Así, al hilo del Dupont extraviado y esa hija a la que el inspector se ha referido por vez primera, ella sabrá cosas de este hombre que nunca pensó que podrían despertar su interés. Sabrá que la niña se llama Pilar y es hija única y va a cumplir quince años, y al rato sabrá también que el inspector enviudó hace cinco años y acaba de cumplir cuarenta y dos, que vive no muy lejos de aquí, en la calle Miguel Sants, más arriba de la plaza Sanllehy, y que antes de ser funcionario de policía había sido catador de vinos.
– ¡No me diga!
– ¿Le sorprende? Pues sepa que es una profesión muy respetable… Aquí donde me ve, aún sería capaz de determinar la fluidez y consistencia de un vino -añade con una chispa de orgullo en los ojos- con sólo inclinar la copa y dejarlo reposar.
– ¿Ah, sí?
– Si no se pega al cristal, es un vino ligero. Si resbala como una lágrima, despacio, es un vino consistente…
– Vaya -sonríe mamá-, creo que todo eso habría interesado a mi marido… -su voz se debilita, se lleva la mano a la frente, cierra los ojos-. No me haga caso. A veces me dan ganas de reírme de todo…
– ¿Se encuentra bien? -dice el inspector.
– No es nada -bebe un sorbito de café-. Siga, por favor.
Cuando estaba estudiando todo eso sobre los vinos, le explica, aún no había ingresado en el Cuerpo y tenía novia, una chica de Algeciras que servía en la misma pensión donde se alojaba él, en Madrid. Se había matriculado en Enología y Viticultura porque quería ser catador de vinos, su padre era capataz de unos viñedos en Valdepeñas. Se casó y durante unos años todo fue bien, nació la niña el día del Pilar y por eso se llama Pilar, pero luego con la guerra vinieron todos los males, su padre y su hermano mayor emprendieron un viaje a Burgos con el dueño de las bodegas y parece que se toparon con una patrulla y nunca más se supo de ninguno de ellos. Llega por fin la paz y regresa a Valdepeñas, pero se encontraba sin trabajo y además al poco tiempo enviuda y se queda solo con una niña de diez años, enemistades y deudas, un rosario de desgracias, así es la vida. Por recomendación de un coronel de los Servicios de Información, a cuyas órdenes había estado en Burgos, pide el ingreso en el Cuerpo de Investigación y Vigilancia, que muy pronto se convierte en la Brigada Político-Social, es destinado primero a Bilbao y poco después a Barcelona, adscrito a la VI Brigada Regional…
– En fin, no sé por qué le cuento todo eso…
– Déme otro cigarrillo, haga el favor.
– El último. Ni se le ocurra pedirme más, por hoy al menos.
Después, escudada detrás de las volutas de humo azul, ella le observa con curiosidad mientras habla.

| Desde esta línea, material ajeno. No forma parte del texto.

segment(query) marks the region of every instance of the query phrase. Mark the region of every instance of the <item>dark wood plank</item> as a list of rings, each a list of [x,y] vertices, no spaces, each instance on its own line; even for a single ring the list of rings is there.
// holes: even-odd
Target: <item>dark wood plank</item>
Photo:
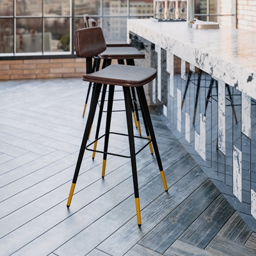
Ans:
[[[86,254],[87,256],[109,256],[109,254],[107,254],[104,252],[100,251],[98,249],[93,250],[90,253]]]
[[[35,153],[40,154],[42,156],[45,156],[47,154],[55,151],[55,148],[52,148],[49,147],[42,145],[35,142],[30,141],[27,140],[24,140],[12,135],[6,134],[6,133],[0,132],[1,141],[3,143],[12,145],[17,147],[19,148],[22,148],[25,150],[24,154],[28,151],[31,151]]]
[[[49,131],[46,137],[46,134],[42,136],[36,134],[37,131],[35,127],[33,131],[29,131],[24,130],[27,129],[28,125],[25,125],[25,127],[23,127],[19,125],[19,124],[17,124],[17,127],[13,127],[9,125],[6,125],[0,124],[0,131],[9,135],[15,136],[24,140],[29,140],[30,141],[65,151],[68,153],[74,153],[74,152],[79,150],[80,148],[78,145],[63,141],[66,136],[65,134],[60,134],[60,135],[63,137],[63,139],[61,140],[62,141],[61,141],[56,140],[56,138],[49,138],[52,134],[52,131]],[[52,137],[54,137],[54,135],[53,135]]]
[[[256,250],[256,233],[252,233],[251,236],[245,243],[245,246]]]
[[[205,248],[234,211],[221,194],[182,234],[179,239]]]
[[[125,256],[160,256],[162,254],[159,253],[152,250],[148,249],[140,244],[135,244]]]
[[[10,196],[26,189],[37,182],[56,173],[59,170],[58,166],[65,164],[65,161],[60,161],[62,158],[68,159],[68,154],[62,151],[56,150],[44,157],[44,159],[39,159],[31,163],[22,166],[20,168],[13,170],[13,173],[8,172],[1,175],[1,184],[0,193],[1,200],[6,200]],[[29,166],[30,168],[28,168]],[[17,176],[15,176],[15,174]],[[24,177],[22,179],[19,177]],[[14,182],[12,182],[14,179]],[[12,182],[12,184],[6,185]]]
[[[217,236],[244,244],[251,234],[252,230],[238,213],[235,212]]]
[[[193,245],[176,240],[165,252],[166,256],[214,256],[210,252],[199,248]]]
[[[217,198],[220,191],[207,179],[139,242],[163,253]]]
[[[148,152],[147,152],[148,154]],[[173,157],[174,158],[174,157]],[[118,157],[118,159],[123,160],[122,159]],[[129,160],[129,159],[128,159]],[[91,162],[93,163],[93,161]],[[156,166],[156,161],[154,161],[150,164],[148,164],[148,162],[145,160],[145,157],[141,159],[140,165],[141,165],[142,162],[143,162],[143,165],[145,166],[147,166],[150,168],[151,172],[148,172],[147,168],[144,168],[144,171],[143,172],[143,179],[140,179],[140,184],[142,185],[145,184],[148,182],[153,177],[156,177],[156,176],[159,176],[157,172],[155,172]],[[117,164],[117,161],[110,161],[109,165],[112,165],[115,166]],[[98,168],[97,172],[95,172],[95,168],[91,168],[90,172],[91,172],[91,176],[81,175],[79,177],[79,182],[77,182],[77,187],[76,188],[76,193],[75,193],[73,197],[73,204],[72,207],[70,208],[70,211],[68,212],[67,211],[67,207],[65,207],[66,204],[66,198],[68,195],[68,193],[70,189],[70,181],[68,182],[68,184],[64,184],[63,186],[60,187],[58,189],[58,191],[54,191],[53,194],[52,195],[46,195],[46,198],[40,198],[40,200],[37,202],[35,203],[35,205],[31,205],[30,206],[30,209],[35,208],[35,205],[38,205],[37,207],[40,205],[40,207],[37,211],[33,211],[29,218],[30,220],[33,217],[33,215],[36,212],[36,214],[38,214],[38,212],[44,211],[44,207],[45,207],[45,204],[49,204],[51,202],[51,205],[47,205],[47,209],[49,209],[49,211],[47,211],[42,215],[38,216],[37,218],[33,219],[31,221],[28,222],[26,225],[23,225],[19,228],[14,230],[13,232],[8,234],[7,236],[2,238],[0,240],[0,244],[3,244],[3,249],[4,252],[6,252],[6,254],[10,254],[10,253],[15,252],[16,250],[19,249],[23,246],[26,245],[28,243],[27,246],[25,246],[21,249],[20,252],[23,252],[23,253],[28,254],[24,252],[29,252],[29,250],[35,250],[36,248],[37,249],[36,251],[38,251],[38,246],[35,247],[35,245],[37,243],[40,244],[40,246],[42,246],[42,255],[47,255],[49,253],[51,252],[58,247],[57,244],[61,245],[63,243],[70,239],[72,236],[75,236],[77,232],[80,232],[83,230],[85,227],[92,223],[92,222],[95,221],[97,218],[100,218],[102,215],[104,214],[106,212],[111,210],[113,207],[116,205],[116,204],[119,204],[121,202],[124,201],[124,195],[127,195],[127,196],[130,196],[131,193],[133,193],[133,188],[132,188],[132,178],[131,177],[131,164],[130,163],[127,163],[125,164],[126,167],[124,166],[122,166],[120,167],[118,170],[118,166],[116,166],[116,172],[115,173],[109,173],[108,177],[106,177],[106,180],[110,180],[108,182],[103,182],[104,180],[100,179],[100,172],[101,168]],[[108,166],[108,164],[107,164]],[[72,168],[72,171],[74,172],[74,168]],[[122,172],[120,172],[122,170]],[[66,170],[65,170],[66,171]],[[141,172],[141,171],[140,171]],[[140,172],[138,173],[140,173]],[[70,170],[67,170],[65,172],[66,175],[67,174],[70,176]],[[154,176],[152,176],[152,174],[154,174]],[[88,174],[88,173],[86,173]],[[93,174],[92,175],[92,174]],[[128,177],[130,177],[128,179],[127,179]],[[148,176],[148,179],[146,179],[145,177]],[[70,177],[69,177],[68,179],[70,180]],[[112,182],[111,182],[111,179]],[[95,180],[98,180],[97,182],[94,182]],[[122,180],[125,180],[125,184],[121,183],[120,185],[118,185],[117,187],[115,187],[117,184]],[[52,181],[55,180],[53,179]],[[114,182],[113,182],[114,181]],[[93,183],[94,182],[94,183]],[[84,189],[84,186],[88,186],[89,184],[93,183],[92,186],[87,187],[86,189]],[[102,187],[102,185],[104,186]],[[109,191],[111,188],[115,187],[113,189],[109,191],[109,193],[106,193],[106,191]],[[125,188],[125,189],[124,189],[124,188]],[[129,189],[128,189],[128,188]],[[49,189],[48,188],[45,188],[45,189]],[[47,191],[47,190],[46,190]],[[163,185],[161,186],[161,191],[163,193]],[[122,193],[120,193],[122,191]],[[104,196],[100,196],[104,194]],[[62,196],[61,196],[62,195]],[[116,197],[115,195],[118,195],[118,197]],[[52,195],[54,195],[54,198],[52,198]],[[56,195],[58,195],[58,198],[56,198]],[[59,204],[60,202],[60,196],[61,196],[65,200],[64,202],[62,202],[61,204]],[[98,200],[96,200],[99,196]],[[115,198],[115,200],[111,200],[113,198]],[[52,205],[52,202],[53,200],[53,204],[54,204],[54,198],[57,201],[57,205],[54,207]],[[49,200],[50,202],[47,201]],[[51,198],[51,199],[50,199]],[[65,199],[64,199],[65,198]],[[119,198],[119,199],[118,199]],[[134,204],[134,199],[132,198],[132,203]],[[44,204],[40,204],[42,202],[45,202]],[[91,204],[90,204],[92,202]],[[38,205],[39,204],[39,205]],[[56,204],[56,203],[55,203]],[[90,204],[88,207],[83,208],[84,205]],[[52,207],[52,208],[51,208]],[[99,208],[98,208],[99,207]],[[133,208],[131,207],[130,211],[133,211]],[[22,212],[28,212],[28,208],[26,209],[25,208],[23,209],[20,209]],[[70,222],[74,221],[75,219],[73,218],[68,218],[67,217],[69,216],[72,216],[75,212],[77,212],[79,220],[81,221],[74,225],[72,224],[70,225]],[[91,213],[93,212],[93,214]],[[129,212],[127,212],[129,213]],[[22,221],[24,221],[28,217],[26,217],[24,214],[19,214],[19,212],[17,212],[17,216],[22,215],[23,216]],[[77,216],[77,213],[76,216]],[[32,214],[32,215],[31,215]],[[14,216],[14,215],[13,215]],[[127,218],[130,218],[130,216],[127,216]],[[67,219],[65,221],[65,220]],[[16,219],[15,219],[16,220]],[[47,221],[44,221],[44,220],[47,220]],[[82,221],[83,220],[83,221]],[[3,219],[4,220],[4,219]],[[9,221],[10,222],[10,221]],[[16,221],[15,221],[16,222]],[[75,221],[76,222],[76,221]],[[60,223],[59,225],[56,226],[56,223]],[[81,225],[83,223],[83,225]],[[4,223],[3,223],[4,224]],[[15,223],[15,225],[17,225],[17,223]],[[4,228],[3,228],[3,232],[4,230],[5,232],[7,232],[8,230],[10,230],[12,224],[9,224],[9,226],[6,228],[4,228],[4,226],[3,226]],[[85,227],[84,227],[85,226]],[[12,226],[13,228],[13,226]],[[37,228],[35,230],[33,230],[33,227],[36,227]],[[52,228],[54,227],[54,228]],[[69,230],[68,232],[66,230],[68,228]],[[66,231],[63,232],[64,228]],[[28,233],[28,236],[26,237],[20,237],[20,232],[26,232],[26,230],[29,230],[29,232]],[[23,230],[23,231],[22,231]],[[49,230],[44,235],[40,236],[42,234]],[[58,231],[59,230],[59,231]],[[61,236],[55,236],[52,234],[61,234]],[[29,243],[31,241],[35,239],[38,237],[38,238],[36,240],[34,240],[32,243]],[[10,237],[13,237],[10,239]],[[16,237],[16,238],[13,238]],[[18,237],[19,237],[18,239]],[[49,243],[47,246],[46,246],[44,241],[45,241],[45,237],[47,240],[49,239],[49,241],[52,241],[52,243]],[[55,237],[55,238],[54,238]],[[14,240],[13,240],[14,239]],[[15,241],[15,243],[8,243],[8,241]],[[91,248],[88,252],[93,249]],[[38,254],[38,252],[36,253]],[[7,253],[8,252],[8,253]],[[32,252],[31,252],[32,253]],[[58,254],[58,253],[57,253]]]
[[[220,236],[215,237],[205,248],[216,255],[255,256],[256,249],[245,246]]]
[[[170,170],[170,172],[168,172],[168,176],[166,175],[167,181],[168,183],[170,183],[170,186],[171,186],[172,184],[175,183],[177,180],[180,179],[182,176],[182,173],[186,173],[190,170],[191,165],[188,164],[189,163],[185,164],[184,162],[185,161],[184,160],[182,161],[182,163],[179,163],[175,164],[172,166],[172,170]],[[180,165],[182,166],[180,166]],[[152,180],[152,176],[154,173],[154,168],[152,170],[152,168],[150,168],[150,165],[138,172],[139,184],[141,184],[140,186],[143,186],[143,188],[141,188],[140,190],[141,209],[150,204],[150,202],[154,200],[160,195],[163,196],[163,194],[164,195],[166,193],[163,191],[163,184],[159,175],[156,177],[156,179],[150,182],[150,180]],[[147,176],[148,176],[147,178]],[[152,186],[154,189],[152,189]],[[125,189],[124,189],[124,188],[125,188]],[[99,244],[106,239],[109,235],[118,229],[124,224],[126,223],[132,217],[132,220],[131,221],[131,225],[138,229],[136,221],[134,218],[135,215],[134,199],[131,178],[129,178],[127,182],[125,180],[125,183],[123,182],[123,184],[118,186],[118,187],[115,187],[111,191],[109,191],[109,193],[111,193],[111,196],[112,196],[112,198],[115,198],[115,201],[120,198],[118,200],[120,200],[122,203],[117,204],[116,203],[118,202],[116,202],[116,207],[113,208],[111,211],[108,212],[104,215],[102,215],[101,218],[95,221],[93,223],[89,225],[88,227],[84,227],[86,228],[83,228],[81,227],[74,227],[74,228],[70,227],[69,229],[70,234],[67,234],[67,237],[64,237],[63,236],[63,243],[65,243],[65,239],[67,239],[66,241],[68,241],[68,236],[70,236],[72,234],[71,232],[74,232],[76,234],[77,234],[77,228],[79,230],[79,234],[70,240],[68,241],[67,243],[64,243],[64,244],[57,249],[56,252],[54,251],[56,254],[61,255],[63,253],[74,253],[76,255],[79,255],[81,253],[86,253],[93,249],[93,248],[96,247]],[[116,193],[117,193],[118,195],[115,195]],[[127,195],[127,193],[129,193],[131,196],[129,196],[126,200],[124,200],[124,195]],[[122,195],[123,195],[123,196],[120,198],[120,196],[122,196]],[[104,196],[101,196],[101,198],[104,198],[105,196],[106,196],[107,194],[105,194]],[[110,202],[108,202],[108,200],[104,200],[104,207],[105,205],[106,207],[107,207],[108,204],[111,204]],[[99,204],[100,204],[99,205]],[[98,203],[97,207],[99,207],[99,210],[96,211],[94,211],[94,212],[97,212],[98,211],[102,212],[101,209],[102,208],[103,205],[101,205],[100,203]],[[152,210],[154,211],[154,208]],[[88,211],[89,211],[89,209],[87,209],[87,212]],[[83,212],[84,212],[84,211],[83,211]],[[90,211],[90,212],[92,212],[91,211]],[[80,211],[79,214],[79,216],[81,216],[81,214],[82,212]],[[88,213],[86,213],[86,212],[84,212],[85,215],[84,215],[83,217],[84,218],[86,219],[86,221],[88,218],[86,216],[87,214]],[[154,215],[154,212],[152,212],[152,215]],[[155,217],[156,218],[156,216]],[[67,221],[60,223],[58,227],[56,227],[56,228],[54,227],[54,229],[49,230],[49,232],[47,232],[48,234],[45,234],[46,237],[50,236],[53,237],[52,236],[54,236],[54,234],[56,234],[56,232],[58,232],[58,230],[62,230],[63,227],[65,227],[67,224],[71,220],[67,220]],[[147,220],[145,220],[144,221],[145,223],[150,222],[147,221]],[[83,223],[85,223],[85,220],[83,221]],[[71,230],[71,228],[73,229],[73,231]],[[42,239],[44,237],[38,238],[39,239],[36,239],[38,241],[35,242],[36,243],[36,244],[39,245],[42,243],[41,239]],[[83,242],[80,243],[79,241],[83,241]],[[116,243],[118,242],[116,241]],[[134,245],[134,244],[133,245]],[[52,246],[54,246],[54,244],[52,244]],[[121,247],[122,246],[122,244],[120,244]],[[131,246],[131,247],[132,246]],[[129,249],[131,248],[129,248]],[[44,249],[42,248],[42,250]],[[99,248],[99,250],[109,253],[109,252],[104,250],[100,248]],[[125,251],[125,252],[127,252],[127,251]]]
[[[3,131],[2,130],[0,130]],[[3,136],[4,136],[4,133],[1,133],[0,137],[0,152],[5,154],[5,156],[9,157],[9,160],[12,159],[13,157],[17,157],[19,156],[22,156],[28,152],[28,150],[20,148],[17,146],[14,146],[8,143],[8,141],[6,140],[3,138]],[[5,140],[6,142],[3,142],[3,141]],[[8,159],[6,157],[6,159]],[[8,161],[8,160],[7,160]],[[3,162],[4,163],[4,162]]]
[[[168,179],[172,179],[172,177],[170,176]],[[162,194],[148,207],[141,211],[141,228],[138,228],[136,226],[136,217],[134,216],[97,248],[111,255],[120,255],[125,253],[205,179],[204,173],[200,168],[196,168],[190,171],[169,189],[168,193]],[[153,190],[152,188],[151,189]],[[151,196],[150,191],[148,193]]]
[[[13,156],[6,155],[6,154],[0,154],[0,164],[8,162],[13,158],[14,157]]]

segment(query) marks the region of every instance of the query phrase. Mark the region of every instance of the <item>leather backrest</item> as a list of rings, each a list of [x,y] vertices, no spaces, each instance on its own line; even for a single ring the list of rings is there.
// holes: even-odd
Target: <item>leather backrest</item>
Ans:
[[[89,19],[88,20],[89,28],[97,27],[97,24],[96,20],[93,19]]]
[[[83,15],[84,18],[84,27],[85,28],[90,28],[88,20],[90,19],[90,16],[88,14],[84,14]]]
[[[90,58],[104,52],[107,47],[100,27],[86,28],[75,31],[76,54]]]

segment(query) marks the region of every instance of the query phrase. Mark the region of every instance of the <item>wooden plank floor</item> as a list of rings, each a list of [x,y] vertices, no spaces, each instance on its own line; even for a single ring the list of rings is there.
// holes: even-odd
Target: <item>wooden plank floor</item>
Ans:
[[[147,147],[137,157],[141,227],[126,158],[109,156],[102,179],[102,156],[86,151],[67,209],[87,88],[81,79],[0,82],[1,255],[256,255],[256,234],[152,109],[169,190]],[[126,132],[124,113],[113,114],[111,130]],[[129,154],[126,137],[109,145]]]

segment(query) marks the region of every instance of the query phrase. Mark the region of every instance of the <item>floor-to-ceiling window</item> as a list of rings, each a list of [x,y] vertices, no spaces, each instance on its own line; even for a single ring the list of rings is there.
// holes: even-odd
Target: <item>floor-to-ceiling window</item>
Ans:
[[[217,21],[221,0],[195,0],[196,17]],[[126,38],[127,19],[152,17],[153,0],[0,0],[0,54],[74,54],[89,14],[106,38]]]

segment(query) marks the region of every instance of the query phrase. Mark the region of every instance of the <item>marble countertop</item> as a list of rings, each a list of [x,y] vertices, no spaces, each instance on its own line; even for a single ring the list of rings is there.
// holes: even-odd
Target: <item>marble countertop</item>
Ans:
[[[195,29],[186,22],[151,19],[127,20],[129,31],[256,99],[255,32],[224,26]]]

Sobre la mesa camilla, junto a Guerra y paz y el cenicero puesto encima, detrás de las tazas y la cafetera de porcelana, la lámpara de pantalla amarillenta ya encendida compite con la luz del ocaso en la ventana, y la voz del inspector es ahora apagada y áspera, algo meliflua a ratos, pero su postura en el sillón sigue sin perder la envarada tensión interior, sentado en el borde y como a punto de irse a la menor indicación. Seguramente cree llegado el momento cuando ella suspira y se levanta con fatiga y dice voy por mis píldoras. Al volver del dormitorio se sienta de nuevo con gesto cansado y una mueca resignada de dolor o de fastidio, y, viéndola así, repentinamente abatida y vulnerable, pero hermosa a pesar de todo, él ha de pensar qué sola y atribulada y qué infeliz debe sentirse esta mujer en no pocas ocasiones, por supuesto sin atreverse a decirlo.
– Ya lo ve -dice ella, como si le adivinara el pensamiento-. Ahora mismo mi marido podría estar aquí conmigo, y sin embargo no está, ni siquiera sé dónde para. Pero, ¿sabe usted una cosa?, cuando de noche, en sueños, tanteo su brazo para apoyarme en él, siempre lo encuentro.